Part of Series
The first of three volumes. A legend has to start somewhere... As so many writers have said, it's in the shorter and mid-length work that the storytelling craft is best learned. Hard-Luck Diggings brings together fourteen such pieces from the first twelve years of Grand Master Jack Vance's genre-defining career, from back when he first worked to pay the mortgage, buy the groceries, travel the world, eventually building his own private 'dream castle' and starting a family. Like any writer serious about staying in the game, we see him targeting the markets of the day, doing what was needed to meet the tastes of editors and their readerships while at the same time perfecting his own special way of doing things so that his name, his distinctive voice, stood a chance (in modern marketing parlance) of becoming a viable 'brand.' Hard-Luck Diggings brings that fascinating process to life in fine style.
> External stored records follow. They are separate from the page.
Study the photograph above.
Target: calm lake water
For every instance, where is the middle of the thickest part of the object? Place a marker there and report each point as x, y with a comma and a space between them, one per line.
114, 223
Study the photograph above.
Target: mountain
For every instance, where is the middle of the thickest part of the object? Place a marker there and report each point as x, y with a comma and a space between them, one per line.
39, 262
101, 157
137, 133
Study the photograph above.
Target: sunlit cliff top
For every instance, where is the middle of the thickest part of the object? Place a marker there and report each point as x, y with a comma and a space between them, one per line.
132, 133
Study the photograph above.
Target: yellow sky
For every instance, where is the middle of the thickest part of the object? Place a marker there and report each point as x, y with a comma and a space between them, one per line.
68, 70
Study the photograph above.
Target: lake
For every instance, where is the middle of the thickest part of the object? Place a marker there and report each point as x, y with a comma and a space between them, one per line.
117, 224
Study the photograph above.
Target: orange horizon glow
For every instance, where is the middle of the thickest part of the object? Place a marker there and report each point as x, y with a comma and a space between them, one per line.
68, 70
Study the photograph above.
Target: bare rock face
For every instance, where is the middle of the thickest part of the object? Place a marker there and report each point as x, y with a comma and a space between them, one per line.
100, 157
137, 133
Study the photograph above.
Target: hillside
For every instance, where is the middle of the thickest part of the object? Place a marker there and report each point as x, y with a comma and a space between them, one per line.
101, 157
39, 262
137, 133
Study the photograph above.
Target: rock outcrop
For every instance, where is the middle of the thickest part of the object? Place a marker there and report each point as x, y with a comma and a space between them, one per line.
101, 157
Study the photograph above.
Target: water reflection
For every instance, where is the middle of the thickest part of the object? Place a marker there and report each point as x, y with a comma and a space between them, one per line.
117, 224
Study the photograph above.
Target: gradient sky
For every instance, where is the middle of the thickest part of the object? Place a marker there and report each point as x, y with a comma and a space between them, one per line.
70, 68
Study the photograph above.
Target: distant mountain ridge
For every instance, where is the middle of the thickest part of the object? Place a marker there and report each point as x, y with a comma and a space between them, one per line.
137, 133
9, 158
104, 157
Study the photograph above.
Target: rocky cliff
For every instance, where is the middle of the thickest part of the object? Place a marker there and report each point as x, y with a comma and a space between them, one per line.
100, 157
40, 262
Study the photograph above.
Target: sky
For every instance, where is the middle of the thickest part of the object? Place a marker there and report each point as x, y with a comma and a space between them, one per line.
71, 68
As well as serving up vintage entertainment from one of the field's genuine masters, it provides an illuminating armchair tour of how the Jack Vance enterprise came to be, full of zest and life, the thrill of the upward climb and of so much more to be done. This is a book to be savoured with a twinkle in the eye, a knowing smile, but most of all, with a love of adventure and high romance firmly in place. Contents: Introduction-essay by Jonathan Strahan and Terry Dowling; -afterword-essay following each story, by Jack Vance; Hard-Luck Diggings [Magnus Ridolph] (1948); — The Temple of Han (1951); — The Masquerade on Dicantropus (1951); — Abercrombie Station (1952); — Three-Legged Joe (1953); — DP! (1953); — Shape-Up (1953); — Sjambak (1953); — The Absent-Minded Professor (1954); — When the Five Moons Rise (1954); — The Devil on Salvation Bluff (1955); — Where Hesperus Falls (1956); — The Phantom Milkman (1956); — Dodkin’s Job (1959). Cover illustration by Tom Kidd.
Author

Aka John Holbrook Vance, Peter Held, John Holbrook, Ellery Queen, John van See, Alan Wade. The author was born in 1916 and educated at the University of California, first as a mining engineer, then majoring in physics and finally in journalism. During the 1940s and 1950s, he contributed widely to science fiction and fantasy magazines. His first novel, The Dying Earth , was published in 1950 to great acclaim. He won both of science fiction's most coveted trophies, the Hugo and Nebula awards. He also won an Edgar Award for his mystery novel The Man in the Cage . He lived in Oakland, California in a house he designed.